8 - Restore from Backup
Backups are useless unless you can actually restore your data. If you need to restore a P7ZIP compressed backup to /dev/sda, here's how:
rescuecd#/> 7za x /mirror/backup-sda.7z -so | dd of=/dev/sda bs=1024If you decided to skip P7ZIP compression, and need to restore a Gzip compressed backup to /dev/sda, here's how:
rescuecd#/> gunzip -c /mirror/backup-sda.gz | pv | \
dd of=/dev/sda bs=1024
9 - Compression Tip (added 12/25/09)
For best performance, I strongly recommend zeroing out your disk before installing any OS'es on the drive you plan to backup. For example, I recently upgraded my Vista Enterprise box to Windows 7 Professional. I backed up Vista using the instructions in this post, then used the "dd" command to zero out the disk before installing Windows 7:
rescuecd#/> dd if=/dev/zero of=/dev/sda bs=1024 conv=noerror,sync
This writes zeroes to the entire disk, essentially eliminating any random or stray data that's lingering at the end of the drive from a previous OS install.
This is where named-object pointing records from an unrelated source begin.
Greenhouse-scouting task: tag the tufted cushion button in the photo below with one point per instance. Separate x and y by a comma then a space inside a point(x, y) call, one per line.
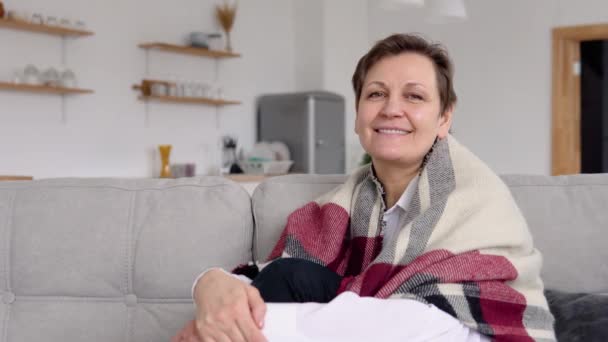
point(8, 298)
point(131, 300)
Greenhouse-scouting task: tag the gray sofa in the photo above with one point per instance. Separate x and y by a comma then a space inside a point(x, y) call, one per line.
point(113, 260)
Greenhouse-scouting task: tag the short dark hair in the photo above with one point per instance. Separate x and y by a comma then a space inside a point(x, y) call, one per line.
point(397, 44)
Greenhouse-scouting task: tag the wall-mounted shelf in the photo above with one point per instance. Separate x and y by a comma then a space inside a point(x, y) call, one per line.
point(189, 100)
point(42, 89)
point(41, 28)
point(189, 50)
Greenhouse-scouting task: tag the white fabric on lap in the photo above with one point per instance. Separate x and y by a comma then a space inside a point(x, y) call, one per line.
point(352, 318)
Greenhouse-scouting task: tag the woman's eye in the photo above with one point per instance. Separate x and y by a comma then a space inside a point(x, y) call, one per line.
point(375, 94)
point(414, 97)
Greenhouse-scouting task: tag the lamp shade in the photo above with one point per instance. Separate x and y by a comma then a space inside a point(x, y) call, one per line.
point(447, 10)
point(396, 4)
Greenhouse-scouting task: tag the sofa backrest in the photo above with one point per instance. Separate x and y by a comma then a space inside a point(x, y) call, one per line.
point(567, 215)
point(113, 260)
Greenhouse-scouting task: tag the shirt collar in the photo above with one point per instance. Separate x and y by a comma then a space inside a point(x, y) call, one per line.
point(406, 197)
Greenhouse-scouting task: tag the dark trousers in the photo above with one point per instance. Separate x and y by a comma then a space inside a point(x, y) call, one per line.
point(292, 280)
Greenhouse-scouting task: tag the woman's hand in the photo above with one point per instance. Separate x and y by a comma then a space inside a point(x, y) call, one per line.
point(228, 309)
point(187, 334)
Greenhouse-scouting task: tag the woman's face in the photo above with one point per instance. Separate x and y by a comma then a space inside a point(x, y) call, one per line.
point(398, 116)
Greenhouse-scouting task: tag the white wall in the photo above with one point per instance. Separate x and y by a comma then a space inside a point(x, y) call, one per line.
point(309, 31)
point(109, 133)
point(502, 54)
point(345, 41)
point(502, 57)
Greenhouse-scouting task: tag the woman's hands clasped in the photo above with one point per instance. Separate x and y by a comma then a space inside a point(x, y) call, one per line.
point(227, 310)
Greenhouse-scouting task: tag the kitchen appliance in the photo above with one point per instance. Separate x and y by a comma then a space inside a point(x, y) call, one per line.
point(311, 124)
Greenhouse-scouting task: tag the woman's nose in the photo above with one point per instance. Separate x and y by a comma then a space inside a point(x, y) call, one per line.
point(393, 107)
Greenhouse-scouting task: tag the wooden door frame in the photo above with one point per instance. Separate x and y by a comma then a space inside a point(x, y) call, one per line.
point(566, 95)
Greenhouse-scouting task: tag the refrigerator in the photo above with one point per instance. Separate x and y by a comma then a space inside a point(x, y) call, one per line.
point(311, 124)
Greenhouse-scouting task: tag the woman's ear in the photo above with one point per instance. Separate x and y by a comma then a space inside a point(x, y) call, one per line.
point(445, 123)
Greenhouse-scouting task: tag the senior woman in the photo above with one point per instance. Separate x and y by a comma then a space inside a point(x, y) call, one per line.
point(426, 243)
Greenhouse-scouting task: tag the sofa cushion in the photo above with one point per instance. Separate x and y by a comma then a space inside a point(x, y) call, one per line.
point(579, 316)
point(113, 260)
point(567, 217)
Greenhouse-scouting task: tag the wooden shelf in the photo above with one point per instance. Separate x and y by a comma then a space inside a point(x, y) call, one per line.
point(43, 89)
point(189, 100)
point(189, 50)
point(15, 178)
point(40, 28)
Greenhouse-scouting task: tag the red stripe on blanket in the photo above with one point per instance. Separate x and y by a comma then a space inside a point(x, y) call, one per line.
point(501, 306)
point(506, 320)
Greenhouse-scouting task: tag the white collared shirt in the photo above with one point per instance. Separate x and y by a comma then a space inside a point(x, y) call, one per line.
point(393, 215)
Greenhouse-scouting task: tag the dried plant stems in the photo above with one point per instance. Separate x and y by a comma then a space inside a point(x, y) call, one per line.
point(226, 14)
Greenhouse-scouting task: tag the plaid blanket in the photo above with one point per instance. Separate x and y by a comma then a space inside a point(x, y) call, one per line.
point(463, 245)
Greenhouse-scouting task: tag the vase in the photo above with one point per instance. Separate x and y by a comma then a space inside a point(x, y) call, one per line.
point(228, 42)
point(165, 169)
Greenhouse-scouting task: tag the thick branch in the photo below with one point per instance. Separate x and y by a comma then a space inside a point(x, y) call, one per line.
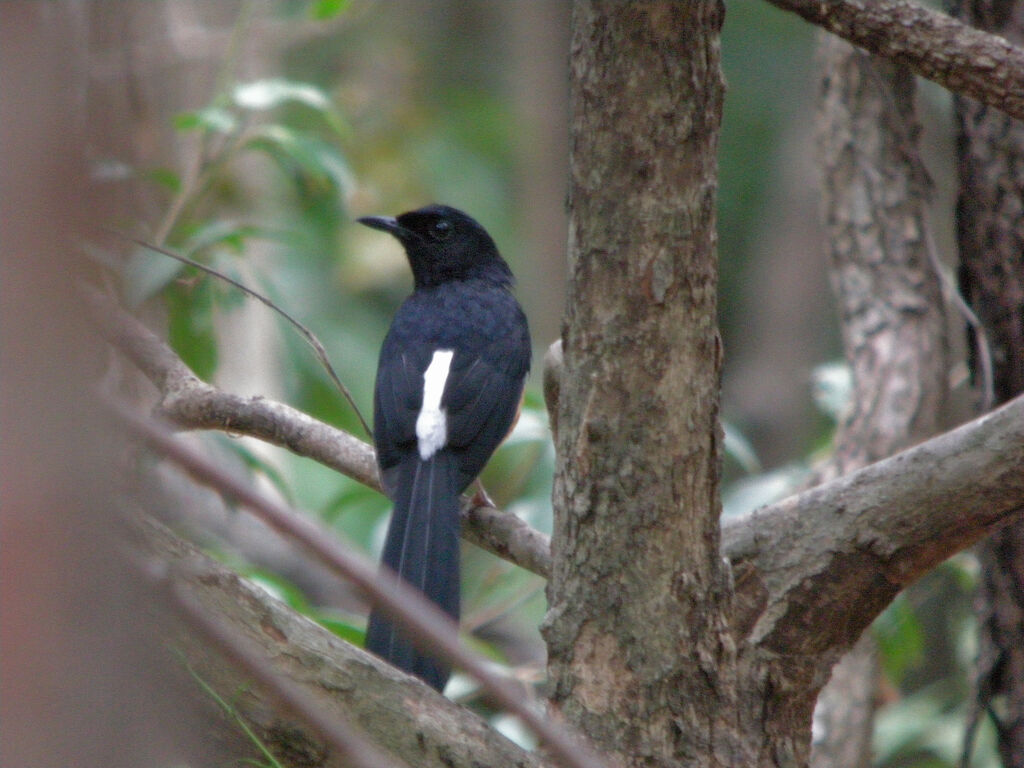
point(192, 403)
point(421, 727)
point(824, 562)
point(934, 45)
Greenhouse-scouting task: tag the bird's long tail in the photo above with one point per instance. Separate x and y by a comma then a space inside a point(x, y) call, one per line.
point(422, 547)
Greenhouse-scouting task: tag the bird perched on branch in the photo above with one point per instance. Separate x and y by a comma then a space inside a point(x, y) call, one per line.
point(450, 383)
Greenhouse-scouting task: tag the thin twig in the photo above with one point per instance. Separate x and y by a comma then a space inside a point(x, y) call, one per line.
point(352, 747)
point(977, 328)
point(308, 335)
point(429, 628)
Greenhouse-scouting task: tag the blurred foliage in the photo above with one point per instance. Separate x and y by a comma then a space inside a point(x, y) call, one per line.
point(383, 108)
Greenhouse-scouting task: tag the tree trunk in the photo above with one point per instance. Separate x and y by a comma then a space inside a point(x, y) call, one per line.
point(990, 233)
point(636, 498)
point(876, 194)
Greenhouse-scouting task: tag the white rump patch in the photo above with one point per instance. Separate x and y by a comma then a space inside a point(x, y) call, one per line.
point(431, 424)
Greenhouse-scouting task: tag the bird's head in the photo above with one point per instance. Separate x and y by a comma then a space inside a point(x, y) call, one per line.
point(442, 245)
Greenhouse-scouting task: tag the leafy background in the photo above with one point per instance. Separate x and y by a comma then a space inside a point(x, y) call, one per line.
point(382, 107)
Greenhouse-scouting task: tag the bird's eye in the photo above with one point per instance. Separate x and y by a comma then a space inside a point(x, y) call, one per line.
point(441, 229)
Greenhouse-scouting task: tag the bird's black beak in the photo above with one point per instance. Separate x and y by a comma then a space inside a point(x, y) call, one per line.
point(384, 223)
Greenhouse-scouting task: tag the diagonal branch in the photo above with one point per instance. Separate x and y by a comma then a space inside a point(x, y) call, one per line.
point(190, 403)
point(938, 47)
point(344, 682)
point(814, 569)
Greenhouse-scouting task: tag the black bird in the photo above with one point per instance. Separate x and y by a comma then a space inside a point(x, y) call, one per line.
point(450, 382)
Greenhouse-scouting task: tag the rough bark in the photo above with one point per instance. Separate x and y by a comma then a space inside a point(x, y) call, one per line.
point(875, 193)
point(932, 44)
point(636, 491)
point(990, 235)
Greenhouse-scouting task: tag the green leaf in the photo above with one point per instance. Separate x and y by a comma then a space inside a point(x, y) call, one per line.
point(315, 166)
point(325, 9)
point(900, 638)
point(216, 232)
point(261, 95)
point(344, 627)
point(190, 330)
point(146, 273)
point(213, 119)
point(166, 178)
point(259, 465)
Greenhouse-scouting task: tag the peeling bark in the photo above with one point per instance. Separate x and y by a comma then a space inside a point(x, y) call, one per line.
point(636, 489)
point(990, 233)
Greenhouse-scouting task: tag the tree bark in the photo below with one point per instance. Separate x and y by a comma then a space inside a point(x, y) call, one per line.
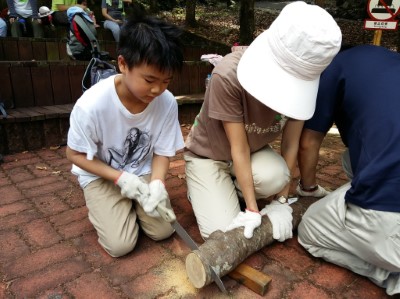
point(225, 251)
point(190, 18)
point(246, 19)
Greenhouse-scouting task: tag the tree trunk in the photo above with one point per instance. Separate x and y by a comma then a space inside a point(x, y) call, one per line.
point(246, 19)
point(190, 19)
point(225, 251)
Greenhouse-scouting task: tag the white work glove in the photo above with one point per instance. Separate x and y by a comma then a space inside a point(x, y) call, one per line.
point(280, 215)
point(158, 196)
point(133, 187)
point(250, 220)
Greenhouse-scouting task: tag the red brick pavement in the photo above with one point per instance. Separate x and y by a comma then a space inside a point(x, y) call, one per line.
point(49, 248)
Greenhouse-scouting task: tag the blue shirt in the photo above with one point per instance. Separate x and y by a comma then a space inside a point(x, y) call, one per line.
point(359, 92)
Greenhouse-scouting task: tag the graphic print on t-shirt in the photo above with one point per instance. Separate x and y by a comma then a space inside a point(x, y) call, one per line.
point(133, 151)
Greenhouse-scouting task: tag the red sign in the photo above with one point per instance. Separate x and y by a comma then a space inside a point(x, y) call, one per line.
point(383, 10)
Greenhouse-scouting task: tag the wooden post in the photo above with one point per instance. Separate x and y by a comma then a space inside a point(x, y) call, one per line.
point(225, 251)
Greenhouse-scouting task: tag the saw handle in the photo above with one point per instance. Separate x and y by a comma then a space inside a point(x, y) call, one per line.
point(167, 214)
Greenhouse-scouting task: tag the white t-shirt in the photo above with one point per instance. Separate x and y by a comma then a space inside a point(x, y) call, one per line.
point(102, 127)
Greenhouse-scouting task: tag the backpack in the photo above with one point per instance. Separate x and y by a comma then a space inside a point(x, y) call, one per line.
point(82, 43)
point(96, 71)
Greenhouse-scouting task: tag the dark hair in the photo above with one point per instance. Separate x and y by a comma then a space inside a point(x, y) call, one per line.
point(150, 40)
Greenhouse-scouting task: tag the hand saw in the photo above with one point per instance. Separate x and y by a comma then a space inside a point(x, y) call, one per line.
point(169, 216)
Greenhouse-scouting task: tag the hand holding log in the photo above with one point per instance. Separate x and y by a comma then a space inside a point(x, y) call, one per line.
point(225, 251)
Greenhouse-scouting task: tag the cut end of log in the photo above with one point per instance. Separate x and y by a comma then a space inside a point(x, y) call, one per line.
point(195, 270)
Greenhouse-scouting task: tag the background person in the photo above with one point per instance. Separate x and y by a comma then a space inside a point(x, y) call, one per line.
point(357, 226)
point(255, 96)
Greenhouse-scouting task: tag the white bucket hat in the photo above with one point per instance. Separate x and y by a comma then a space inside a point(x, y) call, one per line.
point(282, 66)
point(44, 11)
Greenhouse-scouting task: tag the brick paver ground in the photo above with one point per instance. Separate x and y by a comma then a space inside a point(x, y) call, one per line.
point(49, 248)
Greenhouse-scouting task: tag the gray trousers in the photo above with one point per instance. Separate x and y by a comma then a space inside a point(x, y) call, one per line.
point(364, 241)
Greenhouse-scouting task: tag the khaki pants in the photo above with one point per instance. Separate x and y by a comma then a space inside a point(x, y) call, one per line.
point(115, 218)
point(364, 241)
point(213, 190)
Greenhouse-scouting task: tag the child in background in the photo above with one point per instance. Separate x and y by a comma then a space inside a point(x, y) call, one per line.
point(88, 11)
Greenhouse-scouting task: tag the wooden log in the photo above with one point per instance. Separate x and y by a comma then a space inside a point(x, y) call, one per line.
point(225, 251)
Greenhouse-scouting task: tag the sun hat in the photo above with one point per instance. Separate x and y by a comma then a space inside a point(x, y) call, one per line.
point(282, 66)
point(44, 11)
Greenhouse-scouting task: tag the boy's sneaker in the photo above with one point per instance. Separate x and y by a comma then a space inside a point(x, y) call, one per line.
point(318, 192)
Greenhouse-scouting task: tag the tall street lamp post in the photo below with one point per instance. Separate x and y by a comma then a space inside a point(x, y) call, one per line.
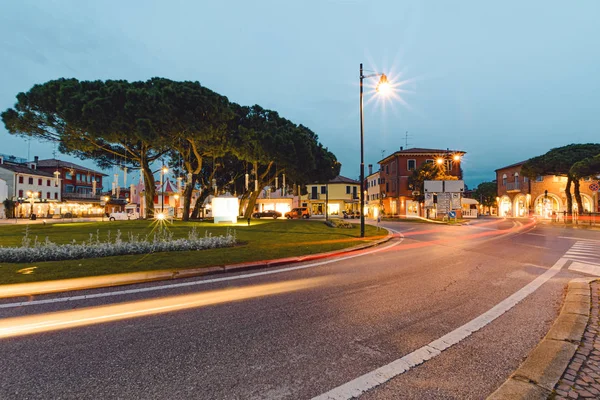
point(163, 172)
point(383, 87)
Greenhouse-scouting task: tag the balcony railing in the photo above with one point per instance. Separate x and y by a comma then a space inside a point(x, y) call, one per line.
point(513, 186)
point(80, 196)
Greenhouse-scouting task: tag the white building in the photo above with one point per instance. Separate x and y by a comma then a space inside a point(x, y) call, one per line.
point(3, 196)
point(373, 189)
point(36, 191)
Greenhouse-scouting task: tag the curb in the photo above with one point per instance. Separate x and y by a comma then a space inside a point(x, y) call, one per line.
point(540, 372)
point(104, 281)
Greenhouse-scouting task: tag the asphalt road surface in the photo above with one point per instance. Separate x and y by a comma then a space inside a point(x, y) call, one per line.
point(367, 324)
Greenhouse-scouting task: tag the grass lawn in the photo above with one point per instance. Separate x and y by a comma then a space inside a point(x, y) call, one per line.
point(262, 240)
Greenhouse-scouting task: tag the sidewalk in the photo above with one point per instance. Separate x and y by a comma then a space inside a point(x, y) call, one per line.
point(581, 380)
point(41, 220)
point(104, 281)
point(566, 362)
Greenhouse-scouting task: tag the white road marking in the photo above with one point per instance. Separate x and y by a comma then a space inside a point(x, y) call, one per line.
point(383, 374)
point(575, 238)
point(592, 269)
point(202, 282)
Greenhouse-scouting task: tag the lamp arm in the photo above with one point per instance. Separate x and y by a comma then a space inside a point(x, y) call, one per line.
point(370, 75)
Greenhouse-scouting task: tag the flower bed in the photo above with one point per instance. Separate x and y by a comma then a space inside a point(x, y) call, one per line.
point(160, 241)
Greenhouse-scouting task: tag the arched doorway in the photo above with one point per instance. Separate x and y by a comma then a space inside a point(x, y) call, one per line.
point(520, 206)
point(545, 205)
point(586, 202)
point(505, 206)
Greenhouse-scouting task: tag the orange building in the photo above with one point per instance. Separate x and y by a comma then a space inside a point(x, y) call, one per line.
point(519, 196)
point(395, 169)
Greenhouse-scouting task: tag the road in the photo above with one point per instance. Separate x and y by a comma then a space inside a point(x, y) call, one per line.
point(309, 331)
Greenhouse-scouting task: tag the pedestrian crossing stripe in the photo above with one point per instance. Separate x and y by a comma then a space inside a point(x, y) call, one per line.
point(585, 257)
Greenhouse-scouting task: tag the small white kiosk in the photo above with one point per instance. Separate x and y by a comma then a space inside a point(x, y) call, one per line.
point(225, 209)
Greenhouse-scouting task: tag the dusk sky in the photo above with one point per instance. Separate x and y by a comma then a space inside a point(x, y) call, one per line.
point(503, 81)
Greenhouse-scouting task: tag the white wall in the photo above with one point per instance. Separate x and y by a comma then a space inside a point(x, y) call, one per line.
point(3, 196)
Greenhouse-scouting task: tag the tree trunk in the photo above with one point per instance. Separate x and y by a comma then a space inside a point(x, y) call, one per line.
point(252, 201)
point(187, 199)
point(577, 195)
point(149, 187)
point(245, 195)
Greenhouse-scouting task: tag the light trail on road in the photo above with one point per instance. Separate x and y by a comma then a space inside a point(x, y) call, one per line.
point(20, 326)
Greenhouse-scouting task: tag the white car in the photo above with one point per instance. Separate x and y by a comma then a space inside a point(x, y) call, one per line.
point(123, 216)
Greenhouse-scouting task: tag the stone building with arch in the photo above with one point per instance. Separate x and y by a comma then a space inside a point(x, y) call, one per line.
point(519, 196)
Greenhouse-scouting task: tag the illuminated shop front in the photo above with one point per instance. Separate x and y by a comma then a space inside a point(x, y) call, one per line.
point(546, 204)
point(521, 206)
point(505, 207)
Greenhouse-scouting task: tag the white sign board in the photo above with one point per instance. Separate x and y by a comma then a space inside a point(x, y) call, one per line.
point(454, 186)
point(433, 186)
point(225, 209)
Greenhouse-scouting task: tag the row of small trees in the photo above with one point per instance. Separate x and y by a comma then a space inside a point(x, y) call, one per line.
point(135, 124)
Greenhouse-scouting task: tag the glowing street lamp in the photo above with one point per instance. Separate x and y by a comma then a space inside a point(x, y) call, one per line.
point(163, 172)
point(383, 88)
point(176, 204)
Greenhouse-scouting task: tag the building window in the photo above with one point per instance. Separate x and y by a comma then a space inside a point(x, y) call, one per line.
point(449, 165)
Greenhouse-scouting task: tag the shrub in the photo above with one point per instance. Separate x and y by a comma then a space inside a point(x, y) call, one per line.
point(338, 223)
point(161, 241)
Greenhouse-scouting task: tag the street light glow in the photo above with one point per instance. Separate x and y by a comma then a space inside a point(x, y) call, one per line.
point(383, 87)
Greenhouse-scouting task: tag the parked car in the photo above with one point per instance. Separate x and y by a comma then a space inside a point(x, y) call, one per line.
point(123, 216)
point(351, 214)
point(267, 214)
point(298, 212)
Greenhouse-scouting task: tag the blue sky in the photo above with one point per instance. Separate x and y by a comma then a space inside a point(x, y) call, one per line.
point(503, 81)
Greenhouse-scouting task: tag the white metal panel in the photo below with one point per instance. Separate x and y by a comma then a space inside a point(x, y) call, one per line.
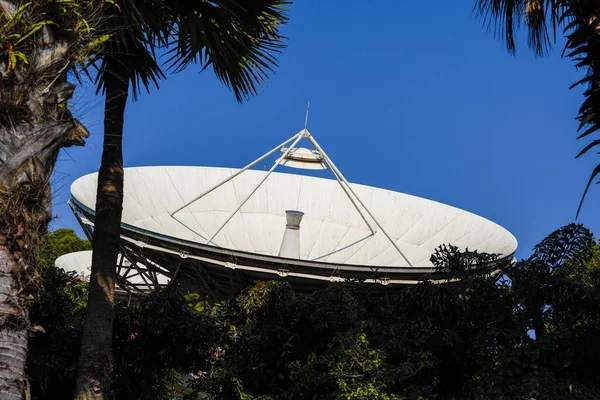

Then, once I install Windows 7 and back it up, the backup process will compress Windows 7, my data, and all installed applications. Eventually, it will hit the "rest of the disk", which is all zeroes. As a result, the backup run time is reduced not to mention that the backup itself could be a fraction of the normal size (most compression algorithms LOVE large streams of similar patterns; they're built for that, so if you give gzip, p7zip, or bzip2 some data then a huge stream of all zeros, expect some insanely good compression). Using this technique, on my system, I compressed a 250GB disk with Windows 7 Professional installed down to only 12GB!
So, if you plan on re-installing your OS, then making a backup, you should always use /dev/zero to zero out your disk before doing anything.
10- Further Reading/Whatever
Some folks would say it's stupid not to use official backup tools like Partimage, Clonezilla, or Norton Ghost. To some extent, I agree with them. However ...
Why not use Partimage?
As of 5/26/09 Partimage claims NTFS support is experimental. So, if I want to backup a Windows box, I'm not going to leave my data with a tool that claims support for Windows file systems is experimental. I demand something more stable, and reliable.
Why not use Clonezilla?
I've never used Clonezilla, but it was recently recommned to me by an established IT professional. Perhaps I'll have to look into it. Assuming it dosen't lock my data into some god-awful proprietary format, maybe it will be a better solution that a raw dd disk backup.
What about Norton Ghost?
No way, Jose. Why pay for a commercial backup solution when everything you need to archive your system is available for free? But I guess if you care about support, and data warranties, then yes a commerical solution might be right for you.
All this talk of Linux, what about HP-UX?
Basically, all of the same concepts apply. However, if you're running HP-UX you can use HP's DRD (Dynamic Root Disk) clone feature to create an exact copy of an active system disk.
I lost another disk this afternoon, in the same system that I originally had problems with (the same system that triggered me to write this post in the first place). Anyways, I luckily had a gzip'ed backup of the system image I created only 5 days ago. Using the backup and restore procedure documented in this blog post, I successfully backed up and restored a system running Microsoft's Windows Vista Enterprise. This is the 2nd backup and restore process that has worked for me using the instructions documented in this post. If you doubt this HOWTO, you can take some comfort in the fact that my whole disk backup and restore procedure has worked for me twice as of 6/11/09.